As bolsas de estudo e os centros de investigação nacionais sofreram cortes dramáticos – na área das ciências humanas os cortes foram particularmente acentuados e pouco criteriosos, criando injustiças ferozes – e muitos investigadores foram para universidades estrangeiras.
Agora, num pregão de fim de crise próprio de ano eleitoral, o governo lança o 'Vem', visando chamar à pátria os emigrantes que não se deram bem lá fora. Um programa tão ousado e intimista que merece ter como hino a canção Porquê? do grande Caetano Veloso. Ouçam e confirmem.
Em que consiste o programa? Em apoiar a fundo perdido a criação de novas empresas ou postos de trabalho, num valor que pode ir de 10 a 20 mil euros, e a um máximo de 40 a 50 projectos apoiados.
Ou seja: um 'projecto' nacional de apoio ao regresso a Portugal de um máximo de meia centena de portugueses.

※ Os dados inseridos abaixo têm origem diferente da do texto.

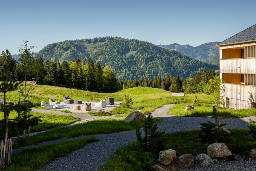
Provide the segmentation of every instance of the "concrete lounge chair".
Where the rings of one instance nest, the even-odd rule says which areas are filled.
[[[56,104],[60,104],[60,102],[58,101],[58,102],[54,101],[54,99],[49,99],[49,103],[50,104],[52,104],[52,106],[55,106]]]
[[[83,111],[90,111],[91,110],[91,103],[84,103],[84,104],[81,107],[81,110]]]
[[[44,102],[42,101],[41,102],[41,106],[43,106],[44,108],[49,109],[53,109],[53,106],[52,104],[47,104]]]
[[[73,106],[73,109],[74,110],[81,110],[81,106],[79,105],[76,105]]]
[[[67,97],[63,97],[63,101],[64,102],[64,103],[68,103],[69,104],[71,104],[71,103],[74,103],[74,100],[73,99],[71,99],[69,98],[69,97],[67,96]]]
[[[56,104],[55,105],[55,108],[56,109],[63,109],[64,108],[64,105],[62,103]]]
[[[94,103],[94,107],[106,107],[106,100],[101,100],[99,103]]]
[[[106,104],[112,105],[114,104],[114,98],[109,98],[109,99],[106,101]]]
[[[77,100],[74,101],[74,104],[82,104],[83,100]]]

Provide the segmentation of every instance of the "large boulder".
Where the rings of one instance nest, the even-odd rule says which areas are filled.
[[[177,158],[176,160],[180,169],[185,170],[194,168],[194,157],[191,154],[180,156]]]
[[[176,151],[169,149],[159,152],[158,161],[161,164],[167,166],[170,165],[175,160],[176,157]]]
[[[165,169],[161,167],[157,164],[155,164],[152,166],[154,171],[167,171]]]
[[[184,111],[191,111],[191,110],[194,110],[194,106],[188,105],[186,107]]]
[[[250,155],[251,155],[251,157],[253,159],[256,159],[256,150],[252,149],[250,152]]]
[[[138,111],[133,112],[125,119],[125,122],[145,120],[147,118],[145,115]]]
[[[244,160],[244,159],[239,155],[236,155],[234,158],[237,161]]]
[[[195,158],[194,160],[197,165],[203,167],[214,163],[213,161],[209,156],[203,153],[197,156]]]
[[[228,130],[227,128],[225,128],[224,127],[220,127],[220,130],[224,131],[224,132],[227,132],[229,134],[231,134],[231,132],[229,131],[229,130]]]
[[[232,153],[225,144],[215,143],[207,147],[207,155],[212,158],[226,158],[232,155]]]

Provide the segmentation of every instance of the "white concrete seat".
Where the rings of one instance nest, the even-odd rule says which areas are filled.
[[[56,109],[63,109],[64,108],[64,105],[62,103],[56,104],[55,105],[55,108]]]
[[[106,107],[106,100],[101,100],[99,103],[94,103],[94,107]]]
[[[49,109],[53,109],[53,106],[52,104],[47,104],[44,102],[42,101],[41,102],[41,106],[43,106],[44,108]]]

É obra.
Pus-me a pensar se me valeria a pena emigrar por uns meses até Badajoz para me candidatar a esta oportunidade, e sondei dez pequenos empresários portugueses que, apesar de dinâmicos e cheios de ideias, vivem à beira da miséria por não encontrarem financiamento nem clientela: nenhum deles acredita que com dez ou vinte mil euros se possa lançar uma empresa do zero – mas todos me confessaram que, todavia, esses valores lhes seriam preciosos para pagar dívidas e tentarem expandir os seus mercados.

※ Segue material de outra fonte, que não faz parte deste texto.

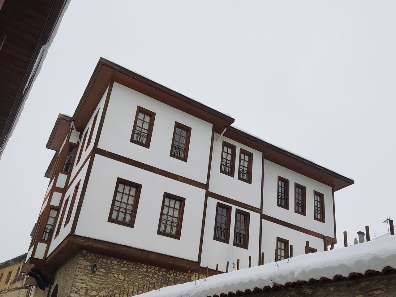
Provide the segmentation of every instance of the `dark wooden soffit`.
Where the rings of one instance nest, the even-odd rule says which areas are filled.
[[[78,130],[86,125],[111,80],[213,124],[222,131],[235,120],[222,113],[103,58],[99,59],[73,120]]]
[[[41,48],[67,0],[0,1],[0,145],[12,129]]]
[[[230,126],[224,136],[262,152],[264,158],[272,162],[315,181],[334,187],[337,191],[354,183],[353,179],[318,165],[302,157]]]

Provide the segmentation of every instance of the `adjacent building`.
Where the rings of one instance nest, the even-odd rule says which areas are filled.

Porém, para as pequenas e médias empresas com provas dadas e muitos anos de serviço, e criação de emprego, etc., não há apoios: só penhoras.
O trabalho continuado, o investimento no país, o mérito e o currículo de obra feita não contam em Portugal. Os subsídios e apoios – sempre mais teóricos do que práticos, porque depois esbarram nessa obra de arte lusitana que é o Muro da Burocracite – ao famoso 'empreendedorismo' destinam-se sempre a quem ainda não começou ou, como é agora o caso, a quem se foi embora daqui.

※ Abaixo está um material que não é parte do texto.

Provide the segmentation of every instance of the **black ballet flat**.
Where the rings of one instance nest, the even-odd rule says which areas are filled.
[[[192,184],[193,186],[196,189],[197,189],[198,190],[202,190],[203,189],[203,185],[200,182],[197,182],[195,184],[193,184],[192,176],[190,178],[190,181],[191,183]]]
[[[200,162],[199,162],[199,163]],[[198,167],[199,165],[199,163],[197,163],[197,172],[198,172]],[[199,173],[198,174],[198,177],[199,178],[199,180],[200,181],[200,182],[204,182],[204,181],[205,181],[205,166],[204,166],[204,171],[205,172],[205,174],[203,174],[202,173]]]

Reconhecer e auxiliar quem levou décadas a investir e perdeu mercados na enxurrada da crise financeira, isso é que não. É a política ajuda-de-mãe, tradicional nos países patriarcais e antigos: os pequeninos e fracos estão primeiro; os fortes que se arranjem sozinhos. Quem fez pela vida, continue a fazer.
Muito barulho por nada: mais uns milhares de euros desperdiçados em propaganda e faz-de-conta. O costume, qualquer que seja o partido no poder, em ano de eleições. Mesmo que esses cinquenta emigrantes – seleccionados como? – conseguissem transformar os dez mil euros do subsídio em negócios minimamente rentáveis (uma hipótese de um optimismo mirabolante), o que alteraria isso no panorama da economia nacional e da emigração?
A outra parte do programa é grave pelo que representa ideologicamente: oferece aos emigrantes estágios em empresas portuguesas maioritariamente pagos por fundos europeus e pela segurança social.
Assim se reduz o valor do trabalho, habituando as empresas a pagar menos por trabalhador. A ideia é a de que os trabalhadores devem considerar-se já muito felizes por terem um posto de trabalho, seja qual for o preço.
Não, não queremos o modelo laboral da China. Preferimos a pobreza à maneira europeia.